C’est là un disque subtil, fin, érudit, comme on en voudrait davantage. Jugez plutôt : le titre Dom Quichotte évoque la cantate éponyme de Philippe Courbois, mais surtout une huile sur toile de Charles-Antoine Coypel déposée au Château de Compiègne, Don Quichotte au bal chez Don Antonio. Un petit ensemble instrumental y est représenté, d’où jaillit, dans une étonnante synthèse, tout ce que la sociabilité musicale du XVIIIe siècle peut avoir d’extravagante, de colorée, et de bouffe. Au premier abord, l’Espagne paraît bien loin ; qu’on s’en détrompe. Denis Grenier, co-auteur avec Thierry Favier, de la notice du disque, explicite avec raison ce que représente l’Espagne sous la Régence : « une société prompte au divertissement galant ».
Galanterie, caricature, pittoresque ; toutes ces pièces en sont comblées. Mais surtout théâtre, et même métathéâtre : il n’est rien qui ne joue avec le public, ses attentes, et sa culture commune. Mais cette distinction entre théâtre et métathéâtre est encore trop simple pour un siècle aussi subtil, car de même qu’il y a plusieurs théâtres, il y a plusieurs métathéâtres : un métathéâtre dans les murs, celui du « concerto comique » qui tire ses thèmes et sa structure des divertissements ou des comédies en musique dans lesquels il s’insère. Il s’agit là d’un métathéâtre publicitaire où sont repris, de manière purement symphonique, par insertion, sur le lieu même de la représentation théâtrale, les épisodes les plus réussis de la pièce. Et un métathéâtre hors les murs, que l’on connaît surtout dans son expression populaire, celle du théâtre de la Foire, du vaudeville, mais qui trouve un reflet moins connu dans les pièces de salon que sont les « cantates comiques », qui pastichent le théâtre dramatique. Imaginez donc dans quel vertigineux abyme on est mis lorsque, dans la cantate La Sonate, l’on trouve à la fois la caricature d’un maître de musique médiocrement doué, le centon parodique de tous les lieux communs pastoraux et tragiques, la dérision de la musique descriptive, et, comble du raffinement, la moquerie de l’alter ego de la cantate, de l’autre genre de musique de salon qu’est la sonate, lorsqu’elle veut trancher du dramatique.

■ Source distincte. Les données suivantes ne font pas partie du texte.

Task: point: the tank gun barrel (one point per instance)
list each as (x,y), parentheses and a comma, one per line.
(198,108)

Le Café Zimmermann est assurément l’un des ensembles de musique ancienne les plus fins, justes et imaginatifs qui se puissent trouver aujourd’hui : l’on se souvient de leur interprétation légère et spirituelle des Concertos brandebourgeois. Leur ardeur n’a pas fléchi, tant s’en faut, et l’on est toujours aussi heureux de retrouver le clavecin allègre de Céline Frisch, le violon agile et gaillard de Pablo Valetti, et la flûte claire et précise de Diana Baroni auquel s’adjoint pour la circonstance le luth sûr et délicat d’Eric Bellocq. Dominique Visse donne ici carrière à tout son talent théâtral, que l’on sait immense lorsqu’on l’a entendu dans Janequin ou Sermisy, dans Purcell ou dans Offenbach. Son timbre de vielle à roue, inimitable, correspond à merveille à la voix bouffe que l’on attend dans ce répertoire, et, surprise, l’on surprend même Visse à barytonner dans le rôle du soldat de La Matrone d’Ephèse. Diction, énergie de la projection, justesse, et toujours élégance, même dans la farce : rarement de petites œuvres auront été traitées avec aussi grand soin.
L’on découvre donc Pierre de la Garde, Racot de Grandval, et Courbois dont aucune œuvre, à notre connaissance n’a jamais été enregistrée, et l’on découvre surtout les bouffonnes autant que délicates aïeules des opérettes d’Hervé et d’Offenbach. L’on retrouve Corrette avec grand plaisir dans des thèmes du Huron de Grétry, œuvre à côté de laquelle les récentes journées Grétry du CMBV sont malheureusement passées, et que l’on souhaite ardemment voir remonter bientôt. L’on voit surtout la féconde quoique trop rare alliance de la musique et de la musicologie autour d’un programme aussi inédit que fantasque.